Güya ben kendimi belli bir noktaya konsantre  edip bitirecektim yarım kalmış bir işi. Aklım tamamen dağıldı, koptu hayat bağlanmaya çalıştığım yerden yeniden.
İşe kendimden başlayıp, kafamı gömdükleri yerden çıkarma çabamla, kıyısından köşesinden kendime kararlı yol çizebilmek adına güç topluyorum kitaplardan, yaşanmışlıklardan. Duygusal ağırlıklı kitapların arasına, öğretici, aydınlatıcı seçimler yaparak, kendimi bilgilendirmeye çalışa durayım, tamda bu esnada dalıp gitti gözlerim, kulağıma nokta atışı yapan tınılara.
Yaşama tutunmanın bir başka yolu bende, insani duyguların ağırlığınca baki. Hadi bakalım ben ne katabilirim ne yapılabilir üzerinde, geç kalınmışlığın öğretilerini araya durayım, kayıyor elimden kitap.
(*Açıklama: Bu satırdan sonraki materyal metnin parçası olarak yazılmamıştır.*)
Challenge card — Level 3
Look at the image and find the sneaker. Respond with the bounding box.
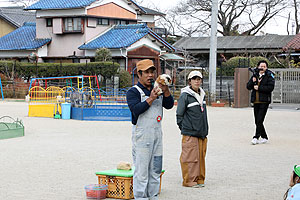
[251,138,259,145]
[259,138,268,144]
[192,184,200,188]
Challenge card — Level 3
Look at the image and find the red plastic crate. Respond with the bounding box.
[84,184,107,199]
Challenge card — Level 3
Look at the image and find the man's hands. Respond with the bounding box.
[252,77,261,90]
[146,84,171,106]
[146,87,159,106]
[159,84,171,97]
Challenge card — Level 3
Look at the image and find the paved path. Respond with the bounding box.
[0,101,300,200]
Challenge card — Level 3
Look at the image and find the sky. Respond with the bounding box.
[143,0,295,35]
[0,0,295,35]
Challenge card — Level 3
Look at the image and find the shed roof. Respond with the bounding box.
[0,23,51,50]
[284,33,300,50]
[141,6,166,15]
[79,24,174,50]
[0,7,36,28]
[174,35,294,50]
[26,0,145,12]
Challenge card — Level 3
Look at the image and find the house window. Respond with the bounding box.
[98,18,109,25]
[64,18,82,32]
[46,18,53,27]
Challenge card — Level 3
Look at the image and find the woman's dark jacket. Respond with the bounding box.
[247,69,275,103]
[176,86,208,139]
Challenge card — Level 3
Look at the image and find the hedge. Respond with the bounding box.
[0,61,120,79]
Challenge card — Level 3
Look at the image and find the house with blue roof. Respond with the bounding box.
[0,6,35,37]
[0,0,174,71]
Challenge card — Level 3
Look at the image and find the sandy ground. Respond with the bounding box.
[0,101,300,200]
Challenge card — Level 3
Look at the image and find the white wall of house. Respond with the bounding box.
[85,18,111,42]
[86,0,136,14]
[37,45,48,57]
[137,15,154,22]
[48,33,85,57]
[127,36,161,52]
[36,18,53,39]
[36,8,86,18]
[0,50,34,58]
[84,49,125,57]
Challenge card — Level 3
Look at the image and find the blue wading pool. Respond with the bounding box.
[71,105,131,121]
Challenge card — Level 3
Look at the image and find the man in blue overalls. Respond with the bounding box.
[126,59,174,200]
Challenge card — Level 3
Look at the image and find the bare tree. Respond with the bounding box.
[293,0,300,34]
[174,0,287,36]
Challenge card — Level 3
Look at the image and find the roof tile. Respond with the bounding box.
[0,23,51,50]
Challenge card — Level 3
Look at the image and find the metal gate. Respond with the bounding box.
[270,69,300,104]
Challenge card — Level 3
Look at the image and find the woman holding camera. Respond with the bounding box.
[247,60,275,145]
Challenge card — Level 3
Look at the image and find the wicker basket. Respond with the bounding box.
[96,170,164,199]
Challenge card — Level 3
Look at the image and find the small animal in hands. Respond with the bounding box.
[154,74,172,95]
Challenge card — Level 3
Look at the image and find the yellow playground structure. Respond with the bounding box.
[27,75,101,117]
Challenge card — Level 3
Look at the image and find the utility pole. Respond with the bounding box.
[209,0,218,101]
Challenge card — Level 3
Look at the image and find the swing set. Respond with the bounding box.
[0,77,4,100]
[28,75,101,117]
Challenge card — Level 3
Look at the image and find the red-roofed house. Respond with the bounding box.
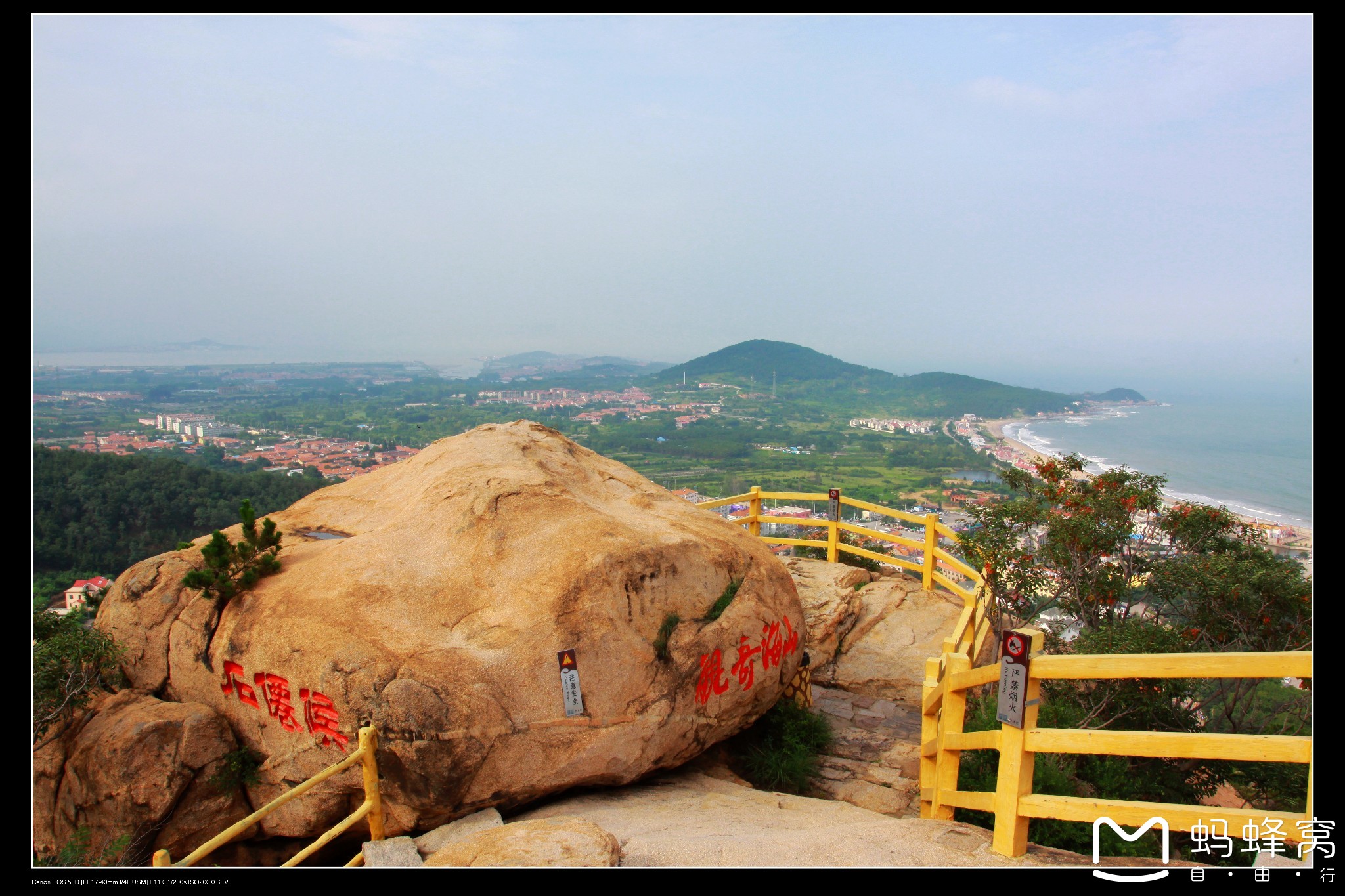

Musa Eroğlu “seher vakti çaldım yârin kapısını” diyor. Pür dikkat kesiliyorum, zira yıllar öncesinden tanıdık, aileden bir türkü. İşini en iyi yapanların içinize işleyen, ruhunuzu bölük pörçük eden gerçekliğinde, sular seller boşalıyor gözlerimden, babam düşüyor kirpiklerimden. Ne çok severdi bu türküyü diyorum, kardeşime Seher ismini koyacak kadar…. Karmakarışık bir beyin savaşından yine duygularıma yenilmiş olarak çıkıyorum, yine kaybediyorum. Bırakıyorum kitapları okumayı, kendi alfabemle kendimi okutuyor zaman. İflah olmayan bir sevgisizliğin acısıyla ortada kaldığımı fark ediyorum yeniden ve kim bilir kaçıncı defa. Direnişim direnemeyen tarafıma yeniliyor ve ben bir kez daha başımı kuma gömüyorum.